In my Warriors Orochi IV review back in November of 2018, I rated the game 7 out of 10. You can check that out if you want the full scoop. I see no reason to dig into the details again, but my conclusion was:

Although I feel this is the best Mosou game currently available for the Switch, there’s not enough here to bring over any converts, especially those who played Fire Emblem Warriors or Hyrule Warriors specifically for the franchise tie-ins. And although I don’t prefer all of the changes from the previous Warriors Orochi game, they’ve made just enough to make things fresh for fans of the series and keep them entertained throughout the game’s robust campaign.

You all know what Mosou games are by now, right? They’re hack-and-slash affairs in which you try to accomplish various tasks while facing literally thousands of enemies. The enemies are mostly extremely easy to kill; they exist solely to help you power up for when you face the various officers scattered about the battlefield. Koei Tecmo generally splits this style of gameplay across two franchises: Dynasty Warriors (based on Chinese historical text) and Samurai Warriors (centered around the “warring states” period of Japanese history). Warriors Orochi brings them all together into one mash-up of cultures and costumes.

The great thing about this is that you get a dizzying array of characters to utilize and level-up throughout the bonkers story that attempts to drive you through the chaos—something about Greek gods and magical bracelets that’s kind of difficult and absolutely not necessary to follow. Although I say it’s great, the 170+ playable characters present a problem in that it’s practically impossible to keep track of everyone. Or even bother with them. There’s so much content here, and so many ways to arm and level everyone, that battle prep becomes a bore.

So, what did Koei Tecmo decide to do with the Ultimate edition? Add more characters. I mean, well, other things, too, but the point is that they took a game that was already too big and made it bigger—exacerbating it’s ongoing problems with clunky menus, boring hero management, and a story that’s really hard to care about.

That said, Warriors Orochi IV is still tremendous fun to play when it kicks into gear.

The new characters are Gaia, Hades, Yang Jian, Joan of Arc, Ryu Hayabusa, Achilles and Perseus. The game already had over 170 characters, so is this important? It sure was to my son, who listed Ryu and Achilles as his two favorites from Warriors Orochi 3 Hyper for the Wii U. Unlocking them became his mission and provided much more incentive than the game’s story.

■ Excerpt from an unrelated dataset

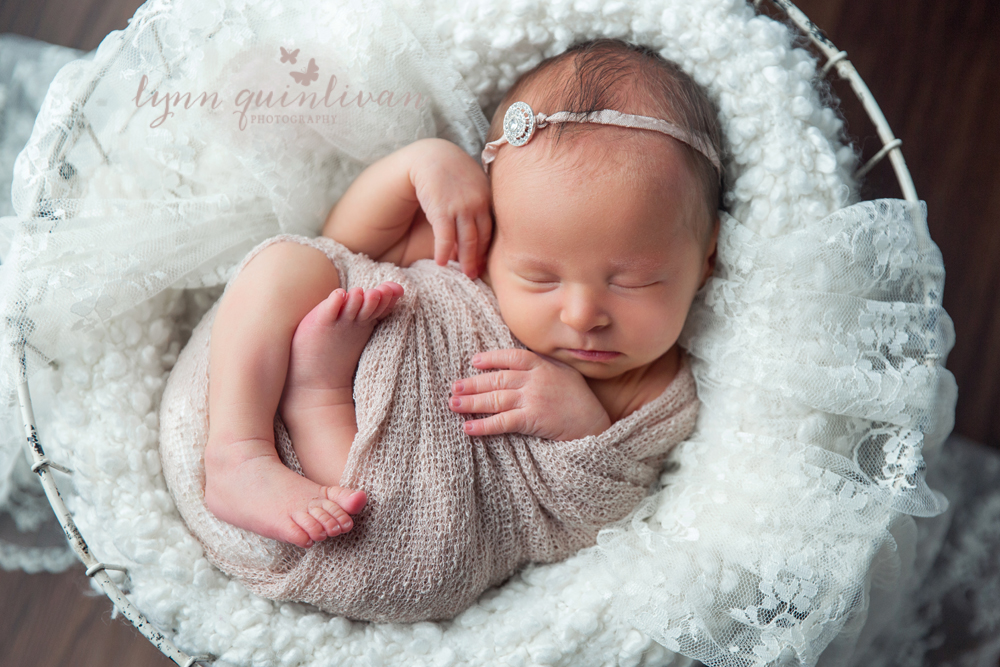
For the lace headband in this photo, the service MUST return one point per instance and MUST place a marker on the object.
(520, 121)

Additional highlights of the new content include:

  • New scenarios that complement the game’s main story.
  • A new gameplay challenge called Infinity Mode. Playing through this provides players with materials that can be used to obtain new weapons in the game’s story mode.
  • Two new trials in Challenge Mode.
  • New weapon and costume DLC.
  • New sacred treasures and the ability for characters to use the sacred treasures of others.
  • Various combat and user interface enhancements.

So, it’s a nice DLC pack, and owners of the previous version can get it that way. Honestly, there’s more than enough here to convince those who didn’t finish the original to take another look. Provided you liked it, that is. If you didn’t enjoy it the first time around, none of this is going to change your mind.

On the other hand, how about those who didn’t buy the original at all? Should you take a look now that the Ultimate edition is the one sitting on store shelves? Yeah, I think so. Warriors Orochi IV Ultimate doesn’t do anything to correct my complaints about the game. The UI is cumbersome and the myriad combat prep options slam shut the gameplay momentum. The story is not nearly as tight as in the similar (but less ambitious) Fire Emblem Warriors and Hyrule Warriors. It’s hard to care about anything other than the game’s combat and perhaps a favorite character/costume or two.

If you can get past that, however, the massive amount of over-the-top action is now even more massive and enjoyable. If you do love all the ways you can max out a character’s abilities, you’ve got more ways to do it and more characters to do it with. The action is frantic and fun, with all kinds of excellent attack and magic animations to visually impress throughout.